Marksist-Leninistler için nihai kertede aslî soru(n) anti-emperyalist, sosyalist mücadeleyken; “Bir emperyalist güce karşı verilen ulusal kurtuluş mücadelesinin, belirli koşullar altında, başka bir ‘büyük’ güç tarafından kendi emperyalist amaçları için kullanılabilmesi gerçeği de, sosyal demokrasiyi Ulusların Kendi Kaderini Tayin Hakkını tanımaktan alıkoyamaz,” der V. İ. Lenin ve ekler:
“Bir Marksist, ulusal hareketlerin tarihsel haklılığını, kesin olarak kabul eder. Ama bu kabul edişin, milliyetçiliği savunma biçimini almaması için, o, ulusal hareketlerde ilerici ne varsa sadece onu desteklemekle sınırlamalıdır; öyle ki, proleter bilinci, burjuva ideolojisi tarafından karartılmış olmasın.”
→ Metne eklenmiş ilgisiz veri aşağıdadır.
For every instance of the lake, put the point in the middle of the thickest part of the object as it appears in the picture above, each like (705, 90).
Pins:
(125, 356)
“Ezilmiş, eşit olmayan uluslar için, ayrım yapmaksızın, ayrılma özgürlüğü istiyorsak, bunu, ayrılmadan yana olduğumuz için değil, ama zoraki birlikten farklı olarak, yalnızca özgür, gönüllü birlikten ve kaynaşmadan yana olduğumuz için istiyoruz. Tek neden budur.”
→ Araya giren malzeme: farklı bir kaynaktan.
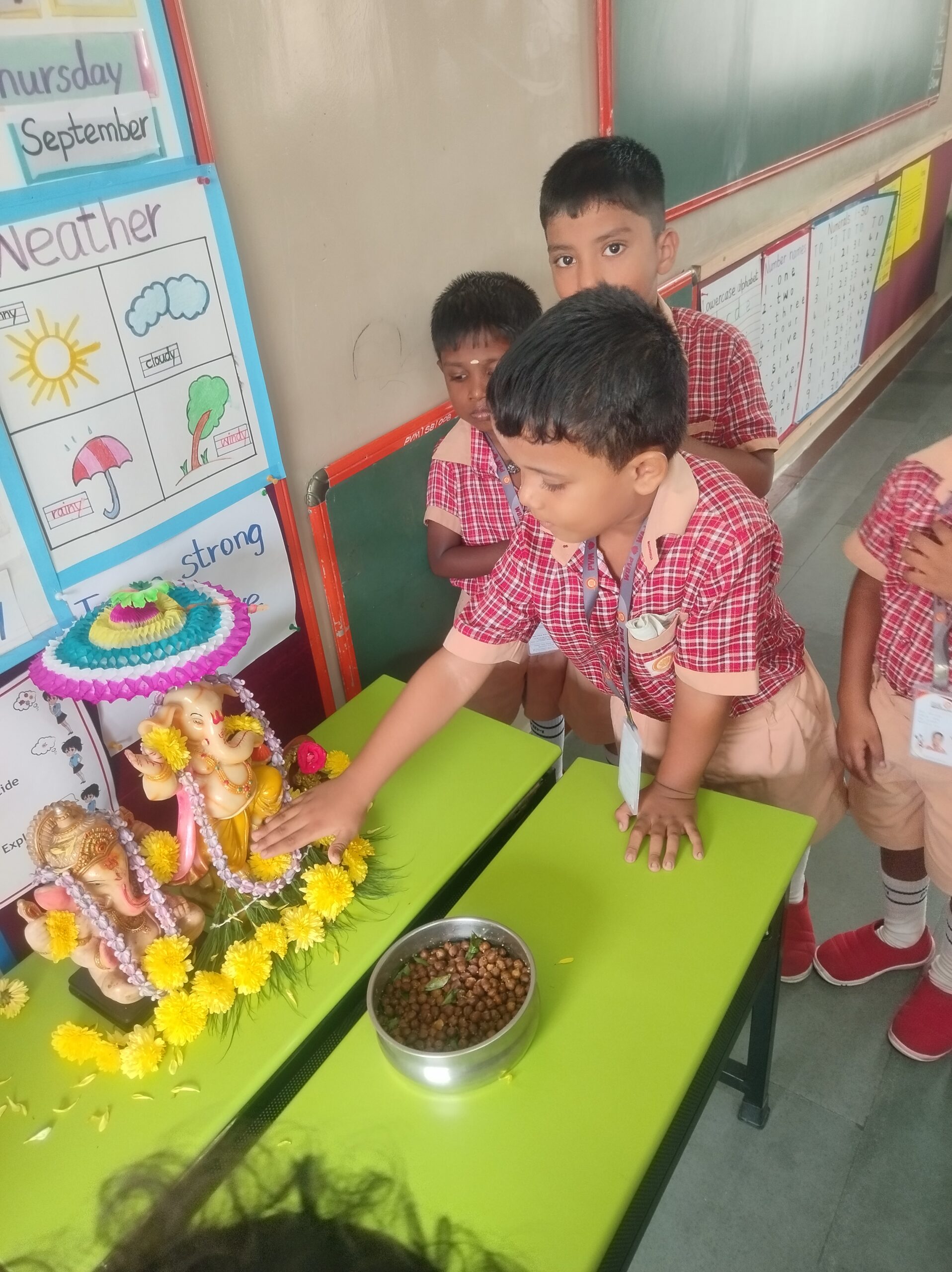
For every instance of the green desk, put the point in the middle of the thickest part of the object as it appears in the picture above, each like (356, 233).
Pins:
(446, 813)
(561, 1167)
Çünkü ulusal hareketler hâkim sınıfları soru(n)lar konusunda karar vermeye zorlar; V. İ. Lenin’in işaret ettiği üzere: “Ulusların kaderlerini tayin hakkı”, demokratik bir düzeni zorunlu kılar, öyle ki, bu düzende yalnızca genel olarak demokrasi ile yetinilmez, burada, özel olarak ayrılma sorununu demokratik olmayan yoldan çözüme bağlamak olanaklı değildir... Gericiler, bir demokratik oylamayla, çoğunluğu sağladıkları zaman, genellikle şu iki şeyden biri olur: ya gericilerin kararı uygulanır, ve bunun kötü sonuçları yığınları hızla ya da yavaş yavaş gericilere karşı demokrasiye doğru iter; ya da demokrasi ile gericiler arasındaki çatışma bir iç savaşla ya da benzeri bir şeyle çözüme, bağlanır.”
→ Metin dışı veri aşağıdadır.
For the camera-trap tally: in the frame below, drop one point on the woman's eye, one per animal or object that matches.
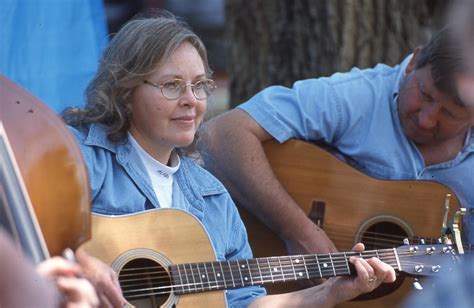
(175, 84)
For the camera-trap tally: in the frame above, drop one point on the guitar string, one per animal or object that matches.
(195, 287)
(291, 272)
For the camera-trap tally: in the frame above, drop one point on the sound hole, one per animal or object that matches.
(383, 235)
(145, 283)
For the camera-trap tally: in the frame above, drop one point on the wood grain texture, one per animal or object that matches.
(354, 202)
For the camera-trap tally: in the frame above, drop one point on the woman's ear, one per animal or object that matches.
(411, 65)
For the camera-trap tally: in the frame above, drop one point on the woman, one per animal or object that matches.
(143, 110)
Özetle UKKTH, sınıf mücadelesi gerçeğinden soyutlanmış bir mutlaklık değildir; ezen ulusların sosyalistlerinin tavrını V. İ. Lenin şöyle formüle eder:[4]
“Eğer bir Rus (ezen ulus) Marksisti, (ezilen ulus) Ukraynalıların tam hak eşitliği isteğini ya da onların bağımsız bir devlet kurma hakkını bir an bile unutursa, yalnızca burjuva değil, ama aşırı gerici milliyetçiliğin bataklığına kaymış olur.”
“Egemen ulusun (ya da nüfusun çoğunluğunu oluşturan ulusun) siyasal yönden ayrılma isteğini gösteren ulusa karşı hangi biçimde olursa olsun kuvvet kullanmasına, koşulsuz olarak karşı çıkmalıdırlar.”
Kısaca değindiğim konularda, “somut koşullar”, “kitap öyle demiyor” vb. türden itirazlar olmaktadır!
Ancak “itirazlar”ın “gerekçe” ve “mahiyeti” ne olursa olsun; istense de istemese de, UKKTH ilkesi XXI. yüzyılda da politik gündem(imiz)in acil maddelerindedir. Ve sosyalistlerin bu temel ilkeyi tahrif etmeleri, onları iddialarından azede kılıp, kendilerine yabancılaştırmaktadır.
Kim ne derse desin; eğer işçi sınıfının ve ezilen halkların “düşmanlıkları”nın ortadan kaldırılarak, enternasyonalist birliğinden yanaysanız; hiçbir “gerekçeyle ezilen hakların ayrılma hakkına itiraz edemezsiniz. Çünkü “ulusal sorun”un çözümü, ezen ve ezilenler arasındaki uçurumun aşılması tam hak eşitliğiyle taçlandırılmış özgürlükle mümkündür.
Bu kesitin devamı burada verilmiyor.